Bir süre ikisi de Woot’un söylediklerine cevap vermediler. Ardından, Korkuluk:

“Hayatım boyunca bir sürü tehlikeden kurtuldum, bu yüzden olabileceklerden hiç korkmuyorum.” dedi.

“Ben de öyle!” diye haykırdı Teneke Woodman, elindeki baltasını kafasının etrafında döndürerek. “Tenekeye zarar verebilecek çok şey yoktur, ayrıca baltam, düşmanlara karşı kullanabileceğim çok güçlü bir silahtır.”

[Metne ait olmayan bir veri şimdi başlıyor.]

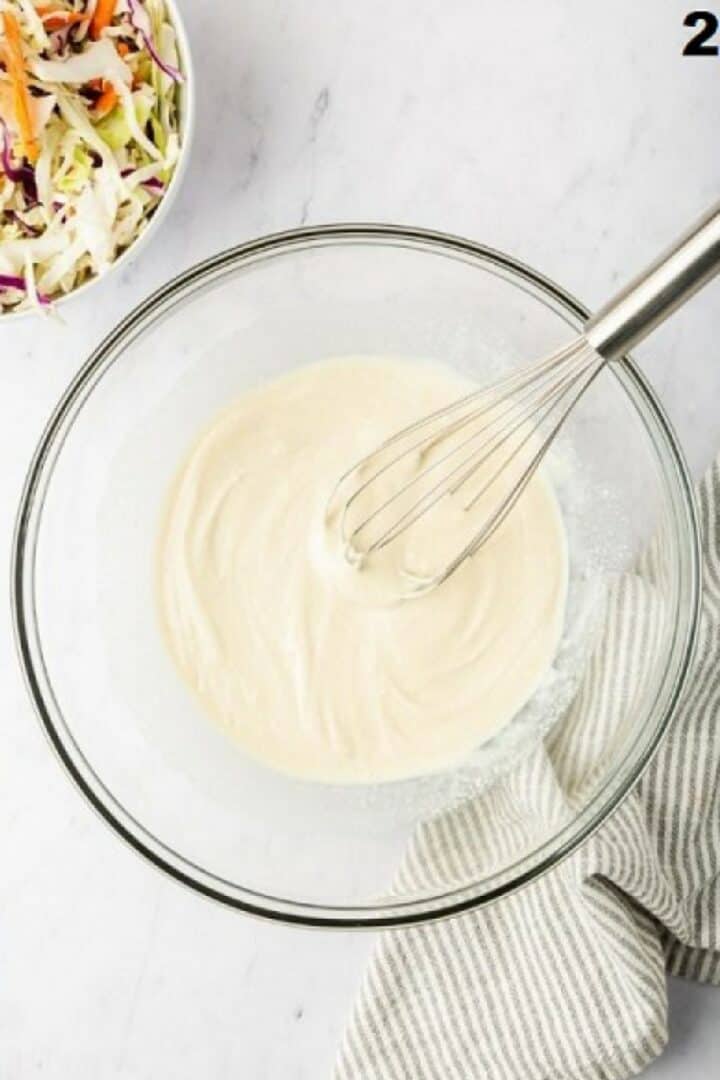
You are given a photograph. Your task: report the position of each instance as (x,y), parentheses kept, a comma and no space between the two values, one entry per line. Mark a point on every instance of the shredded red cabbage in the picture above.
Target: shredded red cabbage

“Ancak küçük dostumuz…” diye devam etti, ciddiyetle Woot’a bakarak. “Loonville’in insanları gerçekten tehlikeliyse sen yaralanabilirsin, bu yüzden Korkuluk ve ben Loonville’in yasaklı şehrini ziyarete giderken senin burada beklemeni öneriyorum.”

“Beni merak etmeyin.” dedi Woot, sakin bir şekilde. “Nereye gitmeyi isterseniz, ben de sizinle gelir ve tehlikelerinize ortak olurum. Gezilerimde tehlikelerden uzak durmayı hep daha akıllıca bulurdum ancak o zamanlar tek başımaydım, şimdi ise yanımda beni koruyacak iki güçlü dostum var.”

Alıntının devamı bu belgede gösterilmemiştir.